- Dorothy Lee Manning, later Dorothy Henry, from a 1957 newspaper.
- Born: Dorothy Alice Leenknecht October 31, 1925 Detroit, Michigan
- Died: December 21, 2020 (aged 95)
- Other names: Dorothy Lee Manning (after first marriage)
- Occupations: Cartoonist, illustrator

= Dorothy Henry =

American cartoonist (1925–2020)

Dorothy Henry (October 31, 1925 – December 21, 2020), born Dorothy Alice Leenknecht, was an American cartoonist and illustrator. She drew and wrote a newspaper comic strip, Bill and Sue, in London in the 1950s.

== Early life and education ==
Dorothy Leenknecht was born in Detroit, Michigan, the daughter of August Leenknecht and Dorothy Jean Waltham Leenknecht. She graduated from Cass Technical High School in 1943. She studied art at Wayne State University and the Detroit Institute of Arts, and with the Art Students League of New York. She earned an associate degree in art from St. Clair County Community College.

== Career ==
During World War II, Leenknecht was a member of the Civil Air Patrol. While she was a young wife and mother living in London in the 1950s, Dorothy Manning took over drawing and writing an existing comic strip, Bill and Sue, for the Daily Herald.
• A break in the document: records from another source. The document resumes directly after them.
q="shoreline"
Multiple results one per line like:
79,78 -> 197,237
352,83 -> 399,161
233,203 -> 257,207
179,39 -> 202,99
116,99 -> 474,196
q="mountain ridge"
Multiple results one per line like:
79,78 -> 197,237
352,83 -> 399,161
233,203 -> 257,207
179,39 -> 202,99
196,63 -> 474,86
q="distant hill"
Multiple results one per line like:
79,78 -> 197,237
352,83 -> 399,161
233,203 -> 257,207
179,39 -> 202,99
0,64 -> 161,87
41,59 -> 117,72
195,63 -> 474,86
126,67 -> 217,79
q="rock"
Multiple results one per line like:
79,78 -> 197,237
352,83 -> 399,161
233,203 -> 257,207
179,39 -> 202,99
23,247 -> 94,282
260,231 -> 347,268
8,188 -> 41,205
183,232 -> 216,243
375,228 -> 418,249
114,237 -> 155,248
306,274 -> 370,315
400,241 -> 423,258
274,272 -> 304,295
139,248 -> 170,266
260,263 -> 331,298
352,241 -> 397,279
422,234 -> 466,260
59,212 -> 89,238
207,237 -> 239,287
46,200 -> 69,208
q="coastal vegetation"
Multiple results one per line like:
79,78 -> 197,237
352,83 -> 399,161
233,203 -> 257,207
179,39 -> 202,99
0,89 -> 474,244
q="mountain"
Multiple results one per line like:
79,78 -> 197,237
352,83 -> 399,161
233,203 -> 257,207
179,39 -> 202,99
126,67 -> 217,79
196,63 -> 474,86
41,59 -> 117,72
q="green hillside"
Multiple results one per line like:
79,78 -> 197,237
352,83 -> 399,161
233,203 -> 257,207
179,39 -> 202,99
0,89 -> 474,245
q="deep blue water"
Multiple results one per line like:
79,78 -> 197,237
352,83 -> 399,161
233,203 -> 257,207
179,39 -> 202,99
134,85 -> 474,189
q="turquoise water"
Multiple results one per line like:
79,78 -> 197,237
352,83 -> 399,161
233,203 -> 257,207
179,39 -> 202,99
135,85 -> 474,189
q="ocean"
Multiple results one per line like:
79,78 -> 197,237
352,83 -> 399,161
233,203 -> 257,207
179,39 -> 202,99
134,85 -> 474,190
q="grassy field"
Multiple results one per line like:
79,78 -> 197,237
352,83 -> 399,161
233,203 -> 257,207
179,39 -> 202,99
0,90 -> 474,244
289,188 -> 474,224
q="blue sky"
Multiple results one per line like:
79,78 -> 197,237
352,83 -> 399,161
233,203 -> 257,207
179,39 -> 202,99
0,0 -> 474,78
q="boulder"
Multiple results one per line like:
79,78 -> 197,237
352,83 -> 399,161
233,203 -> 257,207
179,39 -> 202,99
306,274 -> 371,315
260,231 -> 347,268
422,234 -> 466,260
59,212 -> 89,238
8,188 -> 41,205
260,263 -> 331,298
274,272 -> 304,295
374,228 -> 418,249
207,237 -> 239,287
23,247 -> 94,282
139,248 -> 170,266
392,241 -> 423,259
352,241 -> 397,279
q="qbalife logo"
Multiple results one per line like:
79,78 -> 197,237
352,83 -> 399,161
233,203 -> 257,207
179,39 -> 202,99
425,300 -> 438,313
Back in Michigan, Dorothy Henry was staff illustrator at the Port Huron Times Herald. She was an active member of the Port Huron Hiking Club, the Blue Water Art Club, the Sarnia Rock and Fossil Club, and the Blue Water Lapidary Society. She was president of the board of trustees at the Port Huron Museum. In 1975, she had a one-woman show of her works, including comic strips, commercial illustrations, sketches and paintings, at the Port Huron Museum.

== Personal life ==
Dorothy Leenknecht married twice. Her first husband was Englishman Lawrence Sydney Rayson Manning; they married in 1951, and had two children, Jessie and Robert. Her second husband was electrical engineer Howard Patrick Henry Jr. She died in 2020, aged 95 years.